Catch Him If You Can (And They Did, Eventually)
Sorry for the long hiatus here; it’s been a busy last few months. I will update you on things in my next post, which should be sometime around February or March (I’m joking—I think!). Anyway, a tweet the other day by New York sommelier extraordinaire Michael Madrigale reminded me that I’d neglected to post the photo below. Madrigale tweeted a picture of two bottles of 1971 Domaine Ponsot Clos de la Roche, one of which he confirmed to be a fake. The picture below is one that Laurent Ponsot shared with me back in the spring, and it shows two bottles of 1973 Domaine Ponsot Clos de la Roche, one of which was also a fake (it’s the one on the left). You will notice that there is a gentleman in the photo whose face is obscured by one of the bottles: that’s Rudy Kurniawan.
The backstory: In May 2009, Ponsot had dinner with Kurniawan in Los Angeles. It was a year after the Acker Merrall auction at which Kurniawan had attempted to sell those fake Ponsots, and Laurent Ponsot was still trying to get him to say where he had obtained the counterfeit bottles. True to form, Kurniawan came to the restaurant bearing wines—in this case, two bottles of 1973 Ponsot Clos de la Roche. One had the normal Ponsot label, the other had a label indicating that it was a special bottling for the Confrérie des Chevaliers du Tastevin. Why would Kurniawan have brought two bottles of the same wine? Ponsot told me that he thought Kurniawan was testing him to see if he could pick out a counterfeit of his own wines. The Confrérie bottle was legitimate, but immediately upon tasting the other bottle, Ponsot judged it to be a fake—it was a Burgundy, but neither a Ponsot nor a Clos de la Roche.

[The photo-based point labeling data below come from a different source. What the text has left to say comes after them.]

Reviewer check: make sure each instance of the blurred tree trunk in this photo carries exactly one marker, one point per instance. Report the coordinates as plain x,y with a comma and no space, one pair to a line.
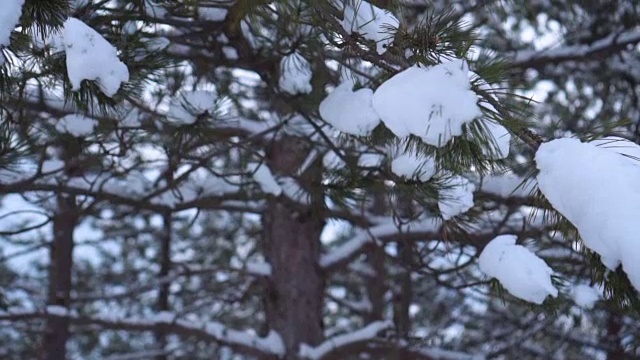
60,269
291,235
165,267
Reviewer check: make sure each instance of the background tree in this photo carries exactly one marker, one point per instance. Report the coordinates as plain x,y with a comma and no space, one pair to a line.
205,206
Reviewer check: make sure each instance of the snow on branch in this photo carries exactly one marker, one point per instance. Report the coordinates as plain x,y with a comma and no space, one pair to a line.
441,354
208,331
335,343
610,44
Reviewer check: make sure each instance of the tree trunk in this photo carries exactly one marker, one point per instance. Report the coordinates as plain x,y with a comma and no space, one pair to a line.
614,328
57,329
165,267
404,295
376,257
291,235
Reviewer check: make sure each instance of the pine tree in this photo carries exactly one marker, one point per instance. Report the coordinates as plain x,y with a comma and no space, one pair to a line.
211,206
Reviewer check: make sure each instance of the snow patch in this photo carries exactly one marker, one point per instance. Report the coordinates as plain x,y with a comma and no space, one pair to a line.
9,18
521,272
432,103
413,166
350,111
585,296
76,125
596,189
456,197
91,57
371,22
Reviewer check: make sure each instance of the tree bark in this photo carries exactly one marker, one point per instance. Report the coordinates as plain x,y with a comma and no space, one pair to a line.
291,234
57,328
165,267
376,257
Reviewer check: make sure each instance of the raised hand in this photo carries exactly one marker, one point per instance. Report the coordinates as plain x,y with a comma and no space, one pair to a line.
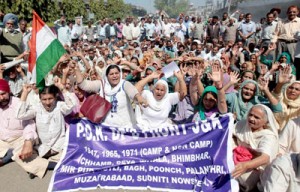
272,46
19,69
263,84
234,77
235,50
216,74
275,66
155,75
58,83
261,50
27,88
284,75
183,69
66,70
178,74
63,58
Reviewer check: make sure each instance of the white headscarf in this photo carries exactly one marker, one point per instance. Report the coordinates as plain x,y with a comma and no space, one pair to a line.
108,89
157,104
244,132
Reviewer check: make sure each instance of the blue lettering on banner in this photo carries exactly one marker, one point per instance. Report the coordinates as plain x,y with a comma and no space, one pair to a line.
187,157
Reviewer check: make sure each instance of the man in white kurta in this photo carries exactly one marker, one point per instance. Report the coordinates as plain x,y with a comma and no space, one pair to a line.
17,136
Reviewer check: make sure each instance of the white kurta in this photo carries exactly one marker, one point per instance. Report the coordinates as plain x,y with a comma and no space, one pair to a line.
151,118
289,138
50,125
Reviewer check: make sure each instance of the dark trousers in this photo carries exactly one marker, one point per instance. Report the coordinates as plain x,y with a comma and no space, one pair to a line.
297,66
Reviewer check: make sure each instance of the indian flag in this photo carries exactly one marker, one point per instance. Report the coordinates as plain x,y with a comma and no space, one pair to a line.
45,50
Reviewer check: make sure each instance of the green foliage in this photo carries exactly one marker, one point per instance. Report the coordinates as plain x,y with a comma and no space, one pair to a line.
98,8
172,7
138,11
46,9
73,8
109,9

At one point, Ponsot decided to take a picture of the two bottles and surreptitiously tried to include Kurniawan in the frame. However, just as Ponsot was about to snap the photo, Kurniawan saw what he was doing and turned his face to the side. I love the resulting picture: the caption almost writes itself—catch me if you can. It was the only good thing to come out of the dinner. Kurniawan refused to cough up any information, and the evening ended in angry silence. Ponsot had arrived at the restaurant still uncertain about Kurniawan’s role in the scandal: had the young collector unwittingly purchased the fake Ponsots and then tried to dump them via the Acker auction, or was he the source of the fraudulent bottles? When Ponsot left the restaurant, he was no longer uncertain: he was now convinced that Kurniawan was the counterfeiter.